Il sistema, oltre ad essere privo di una base giuridica che legittimi il trattamento automatizzato dei dati biometrici per il riconoscimento facciale a fini di sicurezza, realizzerebbe per come è progettato una forma di sorveglianza indiscriminata/di massa.
Questo il commento dell’Autorità, che ha agito in linea con quanto stabilito dal Consiglio d’Europa, in una nota dove è stato anche precisato che Sari Real Time non è ancora attivo.
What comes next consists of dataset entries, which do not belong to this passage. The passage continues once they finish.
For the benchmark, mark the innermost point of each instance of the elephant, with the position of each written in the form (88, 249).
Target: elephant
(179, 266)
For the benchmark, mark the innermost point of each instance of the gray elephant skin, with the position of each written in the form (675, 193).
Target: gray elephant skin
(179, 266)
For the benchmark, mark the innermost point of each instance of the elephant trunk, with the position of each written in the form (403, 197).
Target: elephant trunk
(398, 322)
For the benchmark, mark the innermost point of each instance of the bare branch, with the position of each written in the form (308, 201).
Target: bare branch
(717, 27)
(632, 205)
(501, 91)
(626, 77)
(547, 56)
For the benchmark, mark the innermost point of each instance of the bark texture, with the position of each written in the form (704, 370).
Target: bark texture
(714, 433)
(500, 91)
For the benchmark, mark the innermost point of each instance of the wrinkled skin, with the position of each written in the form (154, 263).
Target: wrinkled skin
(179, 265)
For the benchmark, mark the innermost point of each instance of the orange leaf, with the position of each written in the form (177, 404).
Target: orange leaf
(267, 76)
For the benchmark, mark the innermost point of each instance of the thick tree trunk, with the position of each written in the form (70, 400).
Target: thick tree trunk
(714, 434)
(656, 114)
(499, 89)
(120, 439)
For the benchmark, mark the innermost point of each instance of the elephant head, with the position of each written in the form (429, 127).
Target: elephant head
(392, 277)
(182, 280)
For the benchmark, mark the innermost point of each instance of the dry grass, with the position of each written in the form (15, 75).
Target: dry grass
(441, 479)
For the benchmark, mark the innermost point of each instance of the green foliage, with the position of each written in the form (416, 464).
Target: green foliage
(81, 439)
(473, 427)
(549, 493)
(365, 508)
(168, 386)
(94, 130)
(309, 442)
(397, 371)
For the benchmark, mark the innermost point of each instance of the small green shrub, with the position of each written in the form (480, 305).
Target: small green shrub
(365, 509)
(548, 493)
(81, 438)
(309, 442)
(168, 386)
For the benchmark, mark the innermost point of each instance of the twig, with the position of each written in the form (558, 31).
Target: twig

Pensato per supportare gli agenti nella gestione dell’ordine e della sicurezza pubblica, svolgendo anche una funzione di videosorveglianza, il sistema viene visto come una sorta di Grande Fratello, invasivo quindi della libertà e della privacy dei cittadini. “Sari Real Time – spiega ancora il Garante – realizzerebbe un trattamento automatizzato su larga scala che può riguardare anche persone presenti a manifestazioni politiche e sociali, che non sono oggetto di “attenzione” da parte delle forze di Polizia”.
Il Garante: “rischio violazioni diritti e libertà”
E anche se nella valutazione di impatto presentata il Ministero spiega che le immagini verrebbero immediatamente cancellate, l’identificazione di una persona sarebbe realizzata attraverso il trattamento dei dati biometrici di tutti coloro che sono presenti nello spazio monitorato, determinando così una evoluzione della natura stessa dell’attività di sorveglianza, che segnerebbe un passaggio dalla sorveglianza mirata di alcuni individui alla possibilità di sorveglianza universale.
È proprio a causa della loro forte interferenza con la vita privata delle persone che la normativa in materia di privacy stabilisce rigorose cautele per i trattamenti di dati biometrici e per particolari categorie di dati (ad esempio, quelli idonei a rivelare opinioni politiche, sindacali, religiose, orientamenti sessuali), i quali devono trovare giustificazione in una adeguata base normativa. Base normativa che non è stata rinvenuta nella documentazione fornita dal Ministero dell’Interno.
Secondo il Garante una base normativa adeguata dovrebbe tener conto di tutti i diritti e le libertà coinvolte e definire le situazioni in cui è possibile l’uso di tali sistemi, senza lasciare una discrezionalità ampia a chi lo utilizza. Ciò vale anche per aspetti fondamentali dell’impiego della tecnica di riconoscimento facciale, come i criteri di individuazione dei soggetti che possono essere inseriti nella watch list, le conseguenze in caso di falsi positivi o la piena adeguatezza del sistema nei confronti di persone appartenenti a minoranze etniche.